Dokter is een beroep . De arts helpt zieke mensen en probeert ze gezond te maken. Het is een beroep waarvoor je lange tijd medicijnen moet studeren aan de universiteit. Veel artsen mogen zichzelf een arts noemen als ze het aanvullende examen aan de universiteit hebben behaald. Een doctoraat kan ook worden verkregen in andere vakken, bijvoorbeeld in geschiedenis, filosofie, natuurkunde of scheikunde.

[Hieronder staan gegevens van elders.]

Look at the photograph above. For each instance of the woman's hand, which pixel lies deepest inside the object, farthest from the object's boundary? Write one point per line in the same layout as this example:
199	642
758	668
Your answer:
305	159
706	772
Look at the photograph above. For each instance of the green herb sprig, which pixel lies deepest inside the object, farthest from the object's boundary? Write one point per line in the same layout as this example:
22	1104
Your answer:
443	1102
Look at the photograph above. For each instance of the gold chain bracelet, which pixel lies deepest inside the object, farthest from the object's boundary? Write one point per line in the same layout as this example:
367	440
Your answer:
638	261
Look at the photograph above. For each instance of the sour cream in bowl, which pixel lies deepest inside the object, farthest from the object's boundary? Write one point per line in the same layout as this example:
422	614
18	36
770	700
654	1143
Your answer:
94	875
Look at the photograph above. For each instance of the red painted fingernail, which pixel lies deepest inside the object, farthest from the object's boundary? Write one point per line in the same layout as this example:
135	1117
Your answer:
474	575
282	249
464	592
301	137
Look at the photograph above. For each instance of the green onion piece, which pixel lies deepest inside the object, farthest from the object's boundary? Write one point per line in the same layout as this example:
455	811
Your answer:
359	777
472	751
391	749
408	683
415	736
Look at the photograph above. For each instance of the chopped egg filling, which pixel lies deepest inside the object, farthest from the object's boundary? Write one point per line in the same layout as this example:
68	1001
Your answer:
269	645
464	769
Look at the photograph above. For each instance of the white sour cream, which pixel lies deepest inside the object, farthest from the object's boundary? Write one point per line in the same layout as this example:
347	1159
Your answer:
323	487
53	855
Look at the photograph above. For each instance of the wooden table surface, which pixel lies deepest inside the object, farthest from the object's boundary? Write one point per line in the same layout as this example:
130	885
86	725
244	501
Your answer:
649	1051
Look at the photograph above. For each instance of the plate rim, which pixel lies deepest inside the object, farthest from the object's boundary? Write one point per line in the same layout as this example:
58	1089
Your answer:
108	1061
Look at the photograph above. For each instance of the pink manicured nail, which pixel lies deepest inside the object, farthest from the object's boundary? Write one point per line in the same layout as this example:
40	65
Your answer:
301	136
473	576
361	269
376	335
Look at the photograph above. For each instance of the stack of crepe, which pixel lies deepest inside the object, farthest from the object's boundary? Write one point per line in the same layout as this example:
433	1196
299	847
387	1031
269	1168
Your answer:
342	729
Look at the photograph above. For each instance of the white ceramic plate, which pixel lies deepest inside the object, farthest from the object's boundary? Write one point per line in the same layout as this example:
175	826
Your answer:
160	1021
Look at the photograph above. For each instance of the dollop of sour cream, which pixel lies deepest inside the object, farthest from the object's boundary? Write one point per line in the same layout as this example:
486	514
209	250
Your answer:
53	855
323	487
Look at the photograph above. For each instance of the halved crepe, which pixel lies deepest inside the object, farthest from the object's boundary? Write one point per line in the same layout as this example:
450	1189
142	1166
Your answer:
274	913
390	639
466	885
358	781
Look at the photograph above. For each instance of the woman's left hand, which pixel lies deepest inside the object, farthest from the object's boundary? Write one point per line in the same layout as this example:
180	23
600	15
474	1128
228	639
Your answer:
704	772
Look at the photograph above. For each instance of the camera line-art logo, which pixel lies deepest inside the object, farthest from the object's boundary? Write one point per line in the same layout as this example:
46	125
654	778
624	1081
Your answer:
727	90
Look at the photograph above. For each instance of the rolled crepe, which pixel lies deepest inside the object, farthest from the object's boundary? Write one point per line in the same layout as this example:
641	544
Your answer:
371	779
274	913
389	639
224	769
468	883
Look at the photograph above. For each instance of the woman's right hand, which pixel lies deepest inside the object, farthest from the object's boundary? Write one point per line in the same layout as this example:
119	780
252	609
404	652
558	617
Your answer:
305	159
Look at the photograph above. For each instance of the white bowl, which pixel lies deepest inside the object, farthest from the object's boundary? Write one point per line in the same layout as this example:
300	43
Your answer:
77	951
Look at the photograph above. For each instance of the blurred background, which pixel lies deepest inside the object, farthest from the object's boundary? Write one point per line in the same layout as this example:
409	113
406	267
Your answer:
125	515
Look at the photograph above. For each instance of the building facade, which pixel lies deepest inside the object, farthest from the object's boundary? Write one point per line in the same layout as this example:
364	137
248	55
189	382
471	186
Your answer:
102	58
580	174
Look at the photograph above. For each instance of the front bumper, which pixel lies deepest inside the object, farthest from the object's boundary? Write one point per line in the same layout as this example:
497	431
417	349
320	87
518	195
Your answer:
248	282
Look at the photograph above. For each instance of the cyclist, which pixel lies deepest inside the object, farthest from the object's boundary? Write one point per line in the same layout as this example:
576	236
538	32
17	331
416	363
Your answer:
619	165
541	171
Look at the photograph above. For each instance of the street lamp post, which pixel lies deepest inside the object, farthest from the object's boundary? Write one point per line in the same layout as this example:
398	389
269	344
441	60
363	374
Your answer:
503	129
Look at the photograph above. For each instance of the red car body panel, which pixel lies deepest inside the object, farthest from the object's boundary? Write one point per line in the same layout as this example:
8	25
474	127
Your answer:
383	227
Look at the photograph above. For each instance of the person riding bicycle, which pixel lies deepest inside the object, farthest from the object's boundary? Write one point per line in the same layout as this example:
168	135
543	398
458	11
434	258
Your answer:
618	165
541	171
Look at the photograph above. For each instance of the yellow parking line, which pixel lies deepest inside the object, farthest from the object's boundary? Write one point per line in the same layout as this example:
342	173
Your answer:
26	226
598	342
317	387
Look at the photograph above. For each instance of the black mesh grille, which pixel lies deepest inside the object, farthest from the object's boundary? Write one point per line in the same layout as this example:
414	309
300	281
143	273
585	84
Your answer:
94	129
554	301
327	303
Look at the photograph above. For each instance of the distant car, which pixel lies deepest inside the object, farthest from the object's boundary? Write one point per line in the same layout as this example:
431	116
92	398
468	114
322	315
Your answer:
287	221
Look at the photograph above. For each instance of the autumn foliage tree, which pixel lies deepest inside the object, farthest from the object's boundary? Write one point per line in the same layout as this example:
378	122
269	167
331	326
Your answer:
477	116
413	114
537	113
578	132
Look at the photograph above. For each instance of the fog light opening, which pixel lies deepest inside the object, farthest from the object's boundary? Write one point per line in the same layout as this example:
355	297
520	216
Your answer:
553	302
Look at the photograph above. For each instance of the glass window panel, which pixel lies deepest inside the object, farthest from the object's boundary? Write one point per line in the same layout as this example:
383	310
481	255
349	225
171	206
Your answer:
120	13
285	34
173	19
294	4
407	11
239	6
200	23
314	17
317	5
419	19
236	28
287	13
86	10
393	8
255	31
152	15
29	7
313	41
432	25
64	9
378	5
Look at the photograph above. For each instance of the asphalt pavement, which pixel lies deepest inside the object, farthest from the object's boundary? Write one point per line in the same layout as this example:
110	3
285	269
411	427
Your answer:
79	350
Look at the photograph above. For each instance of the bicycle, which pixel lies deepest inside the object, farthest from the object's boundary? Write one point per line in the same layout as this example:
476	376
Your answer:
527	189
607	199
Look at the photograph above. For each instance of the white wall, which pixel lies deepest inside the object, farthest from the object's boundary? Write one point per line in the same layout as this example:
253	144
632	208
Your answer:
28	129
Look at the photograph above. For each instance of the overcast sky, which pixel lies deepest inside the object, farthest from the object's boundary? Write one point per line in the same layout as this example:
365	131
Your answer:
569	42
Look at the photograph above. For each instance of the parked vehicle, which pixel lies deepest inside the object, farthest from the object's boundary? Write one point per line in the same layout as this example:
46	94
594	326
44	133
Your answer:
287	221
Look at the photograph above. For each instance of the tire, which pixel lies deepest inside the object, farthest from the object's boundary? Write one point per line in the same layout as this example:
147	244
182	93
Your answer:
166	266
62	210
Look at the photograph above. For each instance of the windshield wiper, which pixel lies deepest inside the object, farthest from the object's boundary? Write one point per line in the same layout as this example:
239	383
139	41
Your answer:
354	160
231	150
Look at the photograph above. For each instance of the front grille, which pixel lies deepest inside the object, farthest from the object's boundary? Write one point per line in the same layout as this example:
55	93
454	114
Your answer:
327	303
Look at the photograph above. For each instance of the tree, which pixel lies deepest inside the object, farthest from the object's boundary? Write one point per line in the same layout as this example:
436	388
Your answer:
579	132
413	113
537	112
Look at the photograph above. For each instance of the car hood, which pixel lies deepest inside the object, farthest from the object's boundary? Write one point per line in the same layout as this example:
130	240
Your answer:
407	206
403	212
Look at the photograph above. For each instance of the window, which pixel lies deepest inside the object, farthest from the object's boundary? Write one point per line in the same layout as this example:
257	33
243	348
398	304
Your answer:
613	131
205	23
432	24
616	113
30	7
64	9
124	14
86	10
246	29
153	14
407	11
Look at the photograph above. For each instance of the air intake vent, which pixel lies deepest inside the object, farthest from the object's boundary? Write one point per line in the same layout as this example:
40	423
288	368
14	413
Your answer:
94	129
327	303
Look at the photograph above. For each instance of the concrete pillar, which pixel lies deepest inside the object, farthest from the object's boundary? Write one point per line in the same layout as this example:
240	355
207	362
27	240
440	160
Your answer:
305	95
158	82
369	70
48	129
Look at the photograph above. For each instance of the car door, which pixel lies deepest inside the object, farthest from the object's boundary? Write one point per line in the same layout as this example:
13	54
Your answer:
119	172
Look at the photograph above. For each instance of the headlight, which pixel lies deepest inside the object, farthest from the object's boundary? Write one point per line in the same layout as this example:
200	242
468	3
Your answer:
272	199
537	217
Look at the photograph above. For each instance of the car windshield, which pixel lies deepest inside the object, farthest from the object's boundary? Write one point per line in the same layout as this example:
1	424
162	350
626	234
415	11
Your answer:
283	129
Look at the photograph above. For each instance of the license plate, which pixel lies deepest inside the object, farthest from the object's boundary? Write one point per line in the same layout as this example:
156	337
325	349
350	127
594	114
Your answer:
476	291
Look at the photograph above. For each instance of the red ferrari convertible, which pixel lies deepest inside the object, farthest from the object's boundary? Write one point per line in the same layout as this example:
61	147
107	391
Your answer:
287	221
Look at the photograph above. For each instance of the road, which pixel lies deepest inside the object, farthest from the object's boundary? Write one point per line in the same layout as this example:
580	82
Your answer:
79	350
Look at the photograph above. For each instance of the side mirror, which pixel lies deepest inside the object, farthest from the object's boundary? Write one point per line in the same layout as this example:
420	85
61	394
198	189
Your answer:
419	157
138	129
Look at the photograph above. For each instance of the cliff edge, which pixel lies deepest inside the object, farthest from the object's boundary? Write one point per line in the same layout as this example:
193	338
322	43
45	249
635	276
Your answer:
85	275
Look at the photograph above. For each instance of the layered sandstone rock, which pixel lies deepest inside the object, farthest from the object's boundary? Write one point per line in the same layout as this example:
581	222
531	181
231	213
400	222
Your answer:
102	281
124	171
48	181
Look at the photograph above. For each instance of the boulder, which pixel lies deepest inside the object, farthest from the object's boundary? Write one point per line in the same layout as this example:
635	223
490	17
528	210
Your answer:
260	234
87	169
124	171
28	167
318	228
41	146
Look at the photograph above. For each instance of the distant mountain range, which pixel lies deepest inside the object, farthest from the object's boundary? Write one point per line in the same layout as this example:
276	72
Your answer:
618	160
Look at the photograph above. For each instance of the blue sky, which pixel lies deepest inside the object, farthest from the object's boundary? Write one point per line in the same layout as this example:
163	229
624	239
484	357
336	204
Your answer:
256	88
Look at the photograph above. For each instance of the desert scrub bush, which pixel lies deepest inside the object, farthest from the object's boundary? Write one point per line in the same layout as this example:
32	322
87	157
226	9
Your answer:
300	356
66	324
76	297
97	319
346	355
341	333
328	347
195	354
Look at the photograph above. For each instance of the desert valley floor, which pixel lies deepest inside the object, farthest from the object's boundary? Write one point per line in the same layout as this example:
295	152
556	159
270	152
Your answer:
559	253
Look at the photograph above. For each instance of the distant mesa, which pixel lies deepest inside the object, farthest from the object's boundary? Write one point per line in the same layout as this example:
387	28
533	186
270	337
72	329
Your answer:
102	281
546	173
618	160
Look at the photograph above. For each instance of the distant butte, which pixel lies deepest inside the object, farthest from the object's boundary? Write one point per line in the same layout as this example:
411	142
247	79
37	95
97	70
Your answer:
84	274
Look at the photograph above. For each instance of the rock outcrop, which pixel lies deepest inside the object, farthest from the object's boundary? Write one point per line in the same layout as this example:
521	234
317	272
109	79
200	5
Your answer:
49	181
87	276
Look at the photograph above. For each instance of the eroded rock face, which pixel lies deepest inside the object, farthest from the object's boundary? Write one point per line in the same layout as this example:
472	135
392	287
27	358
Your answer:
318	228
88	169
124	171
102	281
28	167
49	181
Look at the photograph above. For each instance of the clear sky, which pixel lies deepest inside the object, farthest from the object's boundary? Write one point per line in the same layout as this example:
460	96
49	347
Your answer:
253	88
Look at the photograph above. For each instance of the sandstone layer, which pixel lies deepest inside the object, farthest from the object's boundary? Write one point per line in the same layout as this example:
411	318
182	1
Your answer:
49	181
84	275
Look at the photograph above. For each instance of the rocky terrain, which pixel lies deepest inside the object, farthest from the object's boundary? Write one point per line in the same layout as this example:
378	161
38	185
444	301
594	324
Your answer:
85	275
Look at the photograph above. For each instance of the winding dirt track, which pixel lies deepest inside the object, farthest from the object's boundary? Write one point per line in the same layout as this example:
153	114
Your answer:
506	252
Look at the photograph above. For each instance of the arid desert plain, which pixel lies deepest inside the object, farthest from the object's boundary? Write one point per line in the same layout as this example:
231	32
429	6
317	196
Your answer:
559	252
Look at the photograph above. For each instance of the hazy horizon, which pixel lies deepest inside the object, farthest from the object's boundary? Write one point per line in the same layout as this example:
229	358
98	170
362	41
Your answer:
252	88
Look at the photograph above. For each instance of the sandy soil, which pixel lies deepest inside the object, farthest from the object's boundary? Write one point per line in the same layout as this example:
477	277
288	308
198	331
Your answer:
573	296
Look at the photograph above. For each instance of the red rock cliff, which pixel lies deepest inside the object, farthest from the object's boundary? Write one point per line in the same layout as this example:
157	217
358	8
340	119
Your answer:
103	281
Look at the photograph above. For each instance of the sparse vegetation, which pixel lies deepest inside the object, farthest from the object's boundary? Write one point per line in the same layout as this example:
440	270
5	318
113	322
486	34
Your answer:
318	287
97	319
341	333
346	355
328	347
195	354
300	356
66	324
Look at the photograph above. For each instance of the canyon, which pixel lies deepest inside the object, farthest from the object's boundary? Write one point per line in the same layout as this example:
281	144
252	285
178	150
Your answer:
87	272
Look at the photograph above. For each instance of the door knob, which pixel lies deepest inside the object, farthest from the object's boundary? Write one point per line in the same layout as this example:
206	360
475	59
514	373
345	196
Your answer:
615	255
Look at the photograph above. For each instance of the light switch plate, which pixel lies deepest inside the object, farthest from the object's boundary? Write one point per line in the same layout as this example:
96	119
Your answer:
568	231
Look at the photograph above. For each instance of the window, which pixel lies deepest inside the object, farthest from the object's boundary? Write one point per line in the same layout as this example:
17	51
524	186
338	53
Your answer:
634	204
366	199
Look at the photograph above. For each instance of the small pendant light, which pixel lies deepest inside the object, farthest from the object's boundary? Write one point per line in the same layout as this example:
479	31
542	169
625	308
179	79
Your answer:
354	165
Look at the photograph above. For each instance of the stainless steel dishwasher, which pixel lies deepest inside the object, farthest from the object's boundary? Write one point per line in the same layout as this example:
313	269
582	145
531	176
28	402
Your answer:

Veel artsen werken in een ziekenhuis . De meeste zijn gespecialiseerd in één specialiteit: spijsvertering , kanker , gehoor , huidziekten of andere gebieden.
Er zijn ook artsen die gespecialiseerd zijn in een vakgebied in hun eigen praktijk. Een voorbeeld is de kinderarts of de gynaecoloog: hij zorgt voor de vrouwelijke geslachtsdelen en zwangere vrouwen.
Veel meer verspreid is de huisarts. Hij heeft een zeer brede maar minder diepgaande kennis. Men gaat naar hem toe als een zieke, dus als een patiënt, meestal eerst.
Hoe werkt de huisarts?
We hebben een huisarts in elk groot dorp. Sommige mensen moeten hun familieleden echter van verder weg brengen. In veel ontwikkelingslanden hebben mensen nog steeds een lange weg om naar de dokter te gaan.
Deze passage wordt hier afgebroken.